By Dan Horn
The Cincinnati Enquirer
Three Estonian women will be allowed to remain in Greater Cincinnati while they sue federal authorities for trying to deport them after they helped in a criminal investigation.
The women claim they helped the U.S. government prosecute their former boss after officers with the Immigration and Naturalization Service promised that their cooperation might be rewarded with U.S. citizenship.
But after their boss went to jail, the women received letters telling them to "voluntarily" leave the country.

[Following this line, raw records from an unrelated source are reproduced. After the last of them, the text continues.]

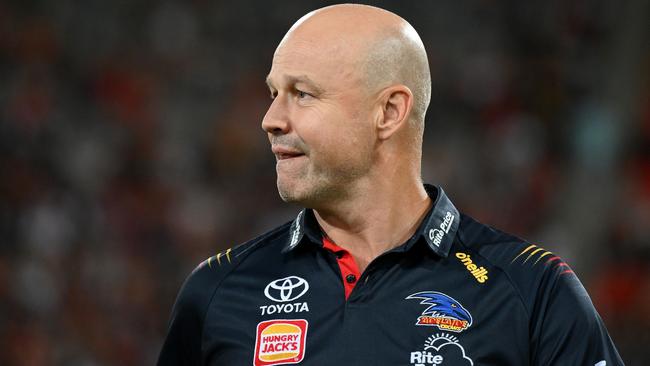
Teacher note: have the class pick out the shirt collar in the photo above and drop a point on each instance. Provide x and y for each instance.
(438, 229)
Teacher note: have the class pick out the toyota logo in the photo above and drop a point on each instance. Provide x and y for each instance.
(286, 289)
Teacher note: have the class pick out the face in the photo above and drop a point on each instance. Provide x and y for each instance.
(319, 123)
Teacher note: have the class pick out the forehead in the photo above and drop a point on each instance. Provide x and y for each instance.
(332, 65)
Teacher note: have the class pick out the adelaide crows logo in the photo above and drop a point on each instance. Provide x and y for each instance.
(443, 312)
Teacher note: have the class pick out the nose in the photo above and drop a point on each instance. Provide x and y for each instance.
(276, 119)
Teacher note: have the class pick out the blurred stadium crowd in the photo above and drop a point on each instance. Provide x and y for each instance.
(131, 149)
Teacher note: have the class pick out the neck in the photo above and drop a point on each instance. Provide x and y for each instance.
(376, 217)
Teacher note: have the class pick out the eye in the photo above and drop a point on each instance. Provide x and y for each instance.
(302, 95)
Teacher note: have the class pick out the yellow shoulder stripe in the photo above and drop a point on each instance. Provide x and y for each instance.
(532, 253)
(219, 256)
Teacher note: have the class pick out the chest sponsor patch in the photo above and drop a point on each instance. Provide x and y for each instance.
(441, 349)
(284, 292)
(442, 311)
(280, 341)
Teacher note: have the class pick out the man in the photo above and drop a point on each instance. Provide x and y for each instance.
(379, 269)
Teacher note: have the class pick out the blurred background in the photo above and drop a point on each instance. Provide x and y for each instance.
(131, 150)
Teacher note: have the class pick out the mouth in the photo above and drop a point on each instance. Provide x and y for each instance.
(285, 153)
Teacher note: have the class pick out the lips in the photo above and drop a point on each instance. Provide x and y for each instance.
(284, 153)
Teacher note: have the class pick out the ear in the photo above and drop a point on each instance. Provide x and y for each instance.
(396, 102)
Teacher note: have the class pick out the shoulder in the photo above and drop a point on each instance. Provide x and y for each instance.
(207, 276)
(184, 337)
(532, 270)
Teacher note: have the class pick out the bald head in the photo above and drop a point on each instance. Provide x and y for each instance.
(350, 86)
(383, 48)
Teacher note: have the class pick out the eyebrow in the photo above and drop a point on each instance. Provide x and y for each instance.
(292, 80)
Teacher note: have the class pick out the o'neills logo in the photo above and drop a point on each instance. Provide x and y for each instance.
(480, 273)
(280, 341)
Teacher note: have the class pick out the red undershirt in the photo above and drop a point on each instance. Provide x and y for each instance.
(349, 270)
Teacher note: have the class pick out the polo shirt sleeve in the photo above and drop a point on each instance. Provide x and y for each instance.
(567, 329)
(182, 344)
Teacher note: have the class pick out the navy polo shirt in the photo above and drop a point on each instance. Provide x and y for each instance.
(458, 292)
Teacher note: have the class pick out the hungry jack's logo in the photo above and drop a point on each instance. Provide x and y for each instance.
(443, 312)
(280, 341)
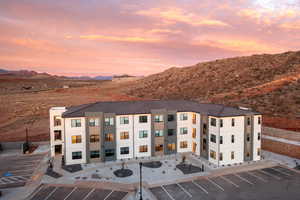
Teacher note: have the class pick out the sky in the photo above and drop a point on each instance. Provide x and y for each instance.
(140, 37)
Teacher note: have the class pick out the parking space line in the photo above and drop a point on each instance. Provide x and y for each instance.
(199, 186)
(88, 194)
(218, 186)
(189, 194)
(51, 193)
(167, 192)
(229, 181)
(256, 176)
(287, 174)
(70, 193)
(242, 178)
(108, 195)
(274, 176)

INS officials have said they promised the women nothing.
A federal judge in Covington threw out the Estonians' lawsuit in November, but he agreed last week to allow the women to remain in the United States until they have a chance to appeal his decision.
In his decision, U.S. District Judge David Bunning said he doubted the women would succeed in their appeal, but said the case raises important questions about immigration law.
"The court does recognize that there are serious issues which will be addressed on appeal," he wrote.
The women - Elvi Parmo, Susi Ene and Mare Kutt - have 60 days to appeal to the 6th U.S. Circuit Court in Cincinnati.
"This means we don't have to worry about going before an immigration judge while we appeal," said the women's lawyer, Candace Crouse.
The three Estonians came to the United States in the late 1990s for temporary jobs arranged by a company in their homeland. But when they arrived, they say, they were housed in a crowded apartment and forced to work as maids seven days a week, 12 hours a day.
They later agreed to tell federal authorities about their boss, Alexandre Grunichev, a Russian who was eventually sentenced to prison.